Credit: City of Sacramento

The Crew ownership has said they want a stadium in the urban core, ideally a place that people can walk to or get to via transit.

So how can both cities serve that vision?

Well, Sacramento’s population is about half that of Austin, but it’s metro area is arguably larger (2.14 million), at least according to what I’m seeing on Wikipedia. The half-million people in Sacramento are also clustered more densely (5k per sq mile) than the nearly one million in Austin (3.2k per sq mile).

At least on paper, their public transit systems are similar: both are mediocre and both have experienced declines in ridership in recent years. Sacramento’s public transit agency reported 1.72 million boardings in March, compared to CapMetro’s 2.6 million. For CapMetro, that represented a 5% decline from the previous year, while in Sacramento ridership dropped a whopping 17%. I have no idea why that is.

Sacramento’s traffic situation appears to be significantly better than Austin’s.

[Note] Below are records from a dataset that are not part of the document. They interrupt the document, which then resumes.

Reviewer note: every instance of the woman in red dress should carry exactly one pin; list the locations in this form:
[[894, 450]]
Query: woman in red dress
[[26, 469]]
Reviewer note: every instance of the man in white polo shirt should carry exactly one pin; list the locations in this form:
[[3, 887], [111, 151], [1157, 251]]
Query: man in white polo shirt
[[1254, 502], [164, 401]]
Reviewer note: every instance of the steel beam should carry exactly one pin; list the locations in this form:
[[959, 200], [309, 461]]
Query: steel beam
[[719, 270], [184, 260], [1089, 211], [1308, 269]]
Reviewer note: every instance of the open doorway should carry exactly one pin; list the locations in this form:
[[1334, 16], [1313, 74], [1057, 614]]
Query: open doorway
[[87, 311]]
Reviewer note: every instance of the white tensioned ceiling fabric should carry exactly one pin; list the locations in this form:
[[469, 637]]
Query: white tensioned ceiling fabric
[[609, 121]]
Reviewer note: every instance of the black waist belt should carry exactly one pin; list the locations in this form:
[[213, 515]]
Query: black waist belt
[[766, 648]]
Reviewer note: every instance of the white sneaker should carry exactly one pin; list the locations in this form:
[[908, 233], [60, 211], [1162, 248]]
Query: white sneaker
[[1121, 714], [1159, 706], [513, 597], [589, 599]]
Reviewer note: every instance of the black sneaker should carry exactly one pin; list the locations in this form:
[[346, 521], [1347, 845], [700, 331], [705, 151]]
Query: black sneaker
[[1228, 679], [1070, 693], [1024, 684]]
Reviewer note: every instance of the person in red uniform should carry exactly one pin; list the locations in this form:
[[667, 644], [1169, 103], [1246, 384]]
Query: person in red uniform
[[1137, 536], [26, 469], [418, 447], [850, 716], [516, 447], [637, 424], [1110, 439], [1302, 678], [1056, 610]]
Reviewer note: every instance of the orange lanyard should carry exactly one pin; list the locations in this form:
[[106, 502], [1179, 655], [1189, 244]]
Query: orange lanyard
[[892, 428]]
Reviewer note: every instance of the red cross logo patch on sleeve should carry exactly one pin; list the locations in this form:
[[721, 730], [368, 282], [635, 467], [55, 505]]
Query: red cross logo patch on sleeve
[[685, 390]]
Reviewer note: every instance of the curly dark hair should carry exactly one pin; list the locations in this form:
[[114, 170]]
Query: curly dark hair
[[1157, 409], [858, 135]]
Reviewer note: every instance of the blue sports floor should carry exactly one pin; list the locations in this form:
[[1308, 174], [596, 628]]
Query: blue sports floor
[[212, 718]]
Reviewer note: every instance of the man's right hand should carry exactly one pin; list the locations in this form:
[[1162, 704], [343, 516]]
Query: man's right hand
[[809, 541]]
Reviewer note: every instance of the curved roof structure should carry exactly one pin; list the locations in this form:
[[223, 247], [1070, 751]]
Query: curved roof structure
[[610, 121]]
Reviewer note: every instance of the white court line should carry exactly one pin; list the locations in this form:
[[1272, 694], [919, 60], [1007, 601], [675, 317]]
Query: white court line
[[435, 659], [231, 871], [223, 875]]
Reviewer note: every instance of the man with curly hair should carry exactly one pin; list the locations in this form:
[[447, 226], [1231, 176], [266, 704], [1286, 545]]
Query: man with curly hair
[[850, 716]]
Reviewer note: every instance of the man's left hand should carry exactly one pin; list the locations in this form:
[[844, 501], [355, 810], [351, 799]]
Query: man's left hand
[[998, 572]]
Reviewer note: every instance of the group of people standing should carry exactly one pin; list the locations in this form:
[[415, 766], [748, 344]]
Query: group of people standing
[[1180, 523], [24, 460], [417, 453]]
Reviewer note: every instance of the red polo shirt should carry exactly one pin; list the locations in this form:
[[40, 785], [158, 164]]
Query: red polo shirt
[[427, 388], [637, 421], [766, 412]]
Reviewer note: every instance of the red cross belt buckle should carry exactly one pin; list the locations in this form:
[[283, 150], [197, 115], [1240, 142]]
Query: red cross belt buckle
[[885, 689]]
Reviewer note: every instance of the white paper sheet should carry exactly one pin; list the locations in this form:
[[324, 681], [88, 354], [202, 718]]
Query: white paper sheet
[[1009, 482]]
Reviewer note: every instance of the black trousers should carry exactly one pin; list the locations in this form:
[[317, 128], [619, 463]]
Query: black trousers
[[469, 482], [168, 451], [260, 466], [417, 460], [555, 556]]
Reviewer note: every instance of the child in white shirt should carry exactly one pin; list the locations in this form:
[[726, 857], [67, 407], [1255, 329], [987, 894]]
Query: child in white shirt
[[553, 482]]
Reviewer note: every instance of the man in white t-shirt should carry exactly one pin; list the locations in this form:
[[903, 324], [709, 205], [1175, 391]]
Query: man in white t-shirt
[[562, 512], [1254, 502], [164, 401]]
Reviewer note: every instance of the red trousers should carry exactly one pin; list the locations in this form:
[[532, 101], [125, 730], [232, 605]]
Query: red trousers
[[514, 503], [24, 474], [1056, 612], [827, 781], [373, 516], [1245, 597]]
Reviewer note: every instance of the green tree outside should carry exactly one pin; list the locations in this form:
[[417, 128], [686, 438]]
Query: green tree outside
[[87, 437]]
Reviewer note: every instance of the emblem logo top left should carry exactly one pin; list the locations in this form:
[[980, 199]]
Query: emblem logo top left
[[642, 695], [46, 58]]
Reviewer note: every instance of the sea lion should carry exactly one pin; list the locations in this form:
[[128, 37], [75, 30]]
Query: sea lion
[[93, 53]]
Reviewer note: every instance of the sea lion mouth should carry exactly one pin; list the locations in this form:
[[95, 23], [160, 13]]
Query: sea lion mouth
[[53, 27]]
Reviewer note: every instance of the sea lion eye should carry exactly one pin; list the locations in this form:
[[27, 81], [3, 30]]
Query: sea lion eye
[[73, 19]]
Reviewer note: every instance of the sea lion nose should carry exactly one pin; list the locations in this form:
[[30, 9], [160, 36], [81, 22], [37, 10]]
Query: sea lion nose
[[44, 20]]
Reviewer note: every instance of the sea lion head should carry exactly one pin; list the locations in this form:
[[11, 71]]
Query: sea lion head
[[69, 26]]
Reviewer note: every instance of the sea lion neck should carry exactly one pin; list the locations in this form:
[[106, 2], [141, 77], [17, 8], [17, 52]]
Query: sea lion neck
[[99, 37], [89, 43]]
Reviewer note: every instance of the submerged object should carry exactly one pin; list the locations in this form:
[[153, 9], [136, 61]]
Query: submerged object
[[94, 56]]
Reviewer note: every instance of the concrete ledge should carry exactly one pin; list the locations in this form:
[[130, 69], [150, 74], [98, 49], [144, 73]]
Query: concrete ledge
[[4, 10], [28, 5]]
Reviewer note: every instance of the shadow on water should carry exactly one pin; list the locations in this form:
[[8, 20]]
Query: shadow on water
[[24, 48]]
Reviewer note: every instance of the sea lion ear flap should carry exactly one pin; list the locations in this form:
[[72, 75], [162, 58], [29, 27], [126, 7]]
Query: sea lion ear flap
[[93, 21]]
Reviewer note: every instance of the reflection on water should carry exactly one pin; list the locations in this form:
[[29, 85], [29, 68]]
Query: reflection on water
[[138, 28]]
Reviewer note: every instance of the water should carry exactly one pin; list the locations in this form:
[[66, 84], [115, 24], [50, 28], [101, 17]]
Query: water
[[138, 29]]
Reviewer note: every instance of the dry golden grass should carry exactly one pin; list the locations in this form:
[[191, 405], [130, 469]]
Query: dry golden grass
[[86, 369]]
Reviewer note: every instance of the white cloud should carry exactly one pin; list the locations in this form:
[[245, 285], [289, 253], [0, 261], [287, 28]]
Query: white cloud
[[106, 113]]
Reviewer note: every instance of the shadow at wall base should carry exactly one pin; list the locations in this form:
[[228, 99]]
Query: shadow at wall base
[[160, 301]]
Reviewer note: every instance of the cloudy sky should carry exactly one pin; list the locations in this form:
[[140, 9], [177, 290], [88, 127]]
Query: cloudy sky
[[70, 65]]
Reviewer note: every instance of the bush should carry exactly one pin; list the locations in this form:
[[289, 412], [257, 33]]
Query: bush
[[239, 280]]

According to the INRIX traffic scorecard, the average Sacramento commuter spends 25 hours a year stuck in traffic, compared to 43 in Austin.

In terms of demographics, their median incomes appear to be similar: roughly $60,000. Both have large Hispanic populations (27% in Sacramento, 35% in Austin) that are drawn from soccer-friendly countries, notably Mexico. Sacramento’s non-Hispanic white population is lower than Austin’s (34% vs 48%) due to its much larger Asian and black populations. I would guess that that doesn’t bode well for the soccer biz, but I’m very open to be proven wrong on that count.